Why Generational GC makes scheduling worse
You might think that moving to a Generational GC (like Java's G1 or the newer Go tweaks) would solve this. It helps memory pressure, but it can actually aggravate scheduling. Generational GCs rely on "Write Barriers"—extra code that runs every time you update a pointer in the heap.
// Logic inside a Write Barrier (Pseudo-code)
void oop_store(Object obj, Object value) {
if (is_young_gen(value) && is_old_gen(obj)) {
dirty_card_log(obj);
}
*obj = value;
}These barriers increase the instruction count of your application. More instructions mean more CPU cycles, which brings you closer to your CFS quota. Furthermore, some GCs use "Concurrent Marking" which relies on these barriers to do the work of the GC during the application's time slice.
Essentially, you are paying for the GC using your application's scheduling priority.
The Solution Isn't More Memory
When we treat GC as a memory problem, we throw RAM at it. We increase the heap size so the GC runs less often. And that works... until it doesn't. When the GC *does* finally run on a 128GB heap, the amount of work it has to do is massive, the number of pages it touches is huge, and the likelihood of hitting a kernel scheduling bottleneck or a Page Fault increase exponentially.
Instead, start thinking about your runtime as a guest living inside the kernel's house.

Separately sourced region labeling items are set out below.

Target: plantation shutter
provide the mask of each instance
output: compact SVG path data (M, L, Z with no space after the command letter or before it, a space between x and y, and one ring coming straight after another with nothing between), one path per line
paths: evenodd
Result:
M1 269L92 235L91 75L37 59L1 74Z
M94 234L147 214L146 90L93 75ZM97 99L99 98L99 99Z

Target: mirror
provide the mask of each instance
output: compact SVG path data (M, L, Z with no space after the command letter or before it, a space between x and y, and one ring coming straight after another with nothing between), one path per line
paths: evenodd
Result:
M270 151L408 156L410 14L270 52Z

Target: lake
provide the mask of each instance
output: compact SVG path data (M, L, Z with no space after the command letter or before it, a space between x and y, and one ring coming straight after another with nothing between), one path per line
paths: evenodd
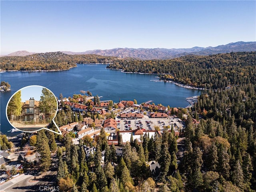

1. Align your runtime's parallelism with your kernel's reality. Don't let your app think it has 16 cores if it's throttled to 4.
2. Monitor `sched_wait`. Use tools like bcc or bpftrace to look at how long threads spend on the runqueue.
3. Watch your syscalls. GC threads often need to call madvise or mmap to return memory to the OS. These syscalls can trigger kernel-side locks that stall your application threads.
The "Perfect" GC doesn't exist, because the GC doesn't own the CPU. It’s just another tenant. The sooner you stop tuning your heap and start tuning your scheduler relationship, the sooner those P99 spikes will settle down into a flat line.